Jeudi 11 juillet 2024, le président du Faso, Capitaine Ibrahim Traoré, a eu une rencontre avec les forces vives de la nation au palais des Sports de Ouaga2000. A l’occasion, plusieurs sujets ont été abordés, parmi lesquels les tentatives de déstabilisation du pouvoir de la transition au Burkina Faso. Sur ce sujet, le président Capitaine n’est pas allé avec le dos de la cuillère. Sans frémir, il a accusé fortement les autorités de pays voisins, notamment de la Côte d’Ivoire et du Benin. Il ne les accuse pas d’être directement les auteurs de ces tentatives de déstabilisation des institutions du pays des hommes intègres, mais ils en seraient complices, voire des soutiens actifs à ces initiatives.
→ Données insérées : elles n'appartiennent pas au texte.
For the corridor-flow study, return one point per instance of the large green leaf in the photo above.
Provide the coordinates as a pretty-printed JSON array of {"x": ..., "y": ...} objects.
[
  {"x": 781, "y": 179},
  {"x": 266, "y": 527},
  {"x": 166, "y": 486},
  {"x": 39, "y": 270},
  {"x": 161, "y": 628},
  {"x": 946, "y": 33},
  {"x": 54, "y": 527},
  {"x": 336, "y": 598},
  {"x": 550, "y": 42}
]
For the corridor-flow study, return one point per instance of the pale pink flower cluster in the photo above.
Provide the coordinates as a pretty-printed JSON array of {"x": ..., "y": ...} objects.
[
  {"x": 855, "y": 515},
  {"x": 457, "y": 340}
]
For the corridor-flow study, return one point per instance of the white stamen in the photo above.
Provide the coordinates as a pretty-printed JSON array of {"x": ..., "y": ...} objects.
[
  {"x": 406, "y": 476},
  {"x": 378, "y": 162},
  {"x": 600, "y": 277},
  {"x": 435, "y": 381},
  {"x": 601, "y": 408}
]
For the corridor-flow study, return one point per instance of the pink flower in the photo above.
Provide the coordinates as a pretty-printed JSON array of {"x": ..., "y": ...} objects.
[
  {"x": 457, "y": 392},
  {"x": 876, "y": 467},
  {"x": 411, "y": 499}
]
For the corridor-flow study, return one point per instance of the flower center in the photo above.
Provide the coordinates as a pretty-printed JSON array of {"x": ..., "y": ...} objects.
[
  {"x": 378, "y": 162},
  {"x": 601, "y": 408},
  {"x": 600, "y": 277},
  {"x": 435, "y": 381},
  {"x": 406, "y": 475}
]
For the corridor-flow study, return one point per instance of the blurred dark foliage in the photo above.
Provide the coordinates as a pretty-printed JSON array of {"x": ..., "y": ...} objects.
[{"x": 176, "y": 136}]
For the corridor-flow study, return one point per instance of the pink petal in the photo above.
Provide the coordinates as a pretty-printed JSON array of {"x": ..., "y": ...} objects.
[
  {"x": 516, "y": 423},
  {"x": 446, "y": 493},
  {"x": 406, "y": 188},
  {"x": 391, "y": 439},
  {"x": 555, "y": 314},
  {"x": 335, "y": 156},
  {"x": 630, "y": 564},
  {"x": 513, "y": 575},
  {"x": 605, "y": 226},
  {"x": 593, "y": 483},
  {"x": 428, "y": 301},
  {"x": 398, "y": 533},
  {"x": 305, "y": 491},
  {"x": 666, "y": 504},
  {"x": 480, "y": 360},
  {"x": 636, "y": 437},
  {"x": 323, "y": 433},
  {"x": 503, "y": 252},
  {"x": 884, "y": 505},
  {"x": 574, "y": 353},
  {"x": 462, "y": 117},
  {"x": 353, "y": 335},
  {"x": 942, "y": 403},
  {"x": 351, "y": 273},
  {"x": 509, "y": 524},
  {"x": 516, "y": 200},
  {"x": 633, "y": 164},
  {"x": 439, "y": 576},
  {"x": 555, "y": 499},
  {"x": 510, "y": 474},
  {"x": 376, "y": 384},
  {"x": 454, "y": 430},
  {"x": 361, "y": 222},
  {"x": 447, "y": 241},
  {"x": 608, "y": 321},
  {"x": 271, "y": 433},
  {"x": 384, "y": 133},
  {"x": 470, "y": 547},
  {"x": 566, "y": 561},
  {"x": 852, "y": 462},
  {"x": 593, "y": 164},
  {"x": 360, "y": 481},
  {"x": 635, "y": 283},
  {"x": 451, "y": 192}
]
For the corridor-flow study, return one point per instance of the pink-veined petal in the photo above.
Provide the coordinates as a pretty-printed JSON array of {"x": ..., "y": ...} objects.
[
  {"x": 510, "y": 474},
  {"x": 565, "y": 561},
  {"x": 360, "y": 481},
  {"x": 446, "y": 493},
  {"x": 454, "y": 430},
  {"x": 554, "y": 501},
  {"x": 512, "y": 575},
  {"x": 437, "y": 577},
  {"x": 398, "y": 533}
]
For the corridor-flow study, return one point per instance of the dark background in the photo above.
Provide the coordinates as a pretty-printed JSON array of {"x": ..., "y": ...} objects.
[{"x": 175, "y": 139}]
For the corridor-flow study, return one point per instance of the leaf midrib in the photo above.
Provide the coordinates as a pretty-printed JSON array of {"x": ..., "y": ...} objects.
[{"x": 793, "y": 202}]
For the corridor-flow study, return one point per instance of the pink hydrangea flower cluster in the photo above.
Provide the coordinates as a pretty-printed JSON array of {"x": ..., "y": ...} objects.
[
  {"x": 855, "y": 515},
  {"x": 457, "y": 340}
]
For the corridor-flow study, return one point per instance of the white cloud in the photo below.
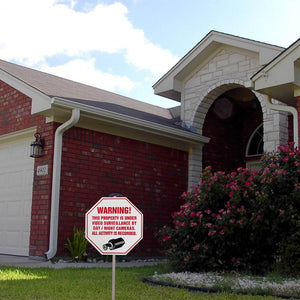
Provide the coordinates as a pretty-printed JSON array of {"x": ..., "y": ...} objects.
[
  {"x": 35, "y": 30},
  {"x": 85, "y": 72}
]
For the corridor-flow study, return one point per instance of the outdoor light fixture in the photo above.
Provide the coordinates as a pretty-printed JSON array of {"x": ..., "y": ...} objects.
[{"x": 37, "y": 146}]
« Nous le disons et nous le répétons encore, il y a bel et bien à Abidjan un centre des opérations pour déstabiliser notre pays », a-t-il déclaré en substance. En ce qui concerne le Bénin, «Personne ne viendra nous dire qu’au Bénin il n’y a pas de bases françaises dirigées contre nous. (…) Il y a une base vers Kandy et une autre vers une autre localité. Des pistes ont été réaménagées à plus 3000 m de long. Des avions atterrissent, les gens équipent et forment des terroristes là-bas », accuse le chef de l’Etat burkinabè, Capitaine Ibrahim Traoré. Qui souligne n’avoir rien contre les peuples ivoirien ou béninois.
Sans entrer dans la polémique, il convient de rappeler que les peuples burkinabè, ivoirien et béninois sont des peuples frères qui ont toujours vécu en parfaite harmonie. Ils n’ont pas besoin de couacs dans leurs relations fraternelles.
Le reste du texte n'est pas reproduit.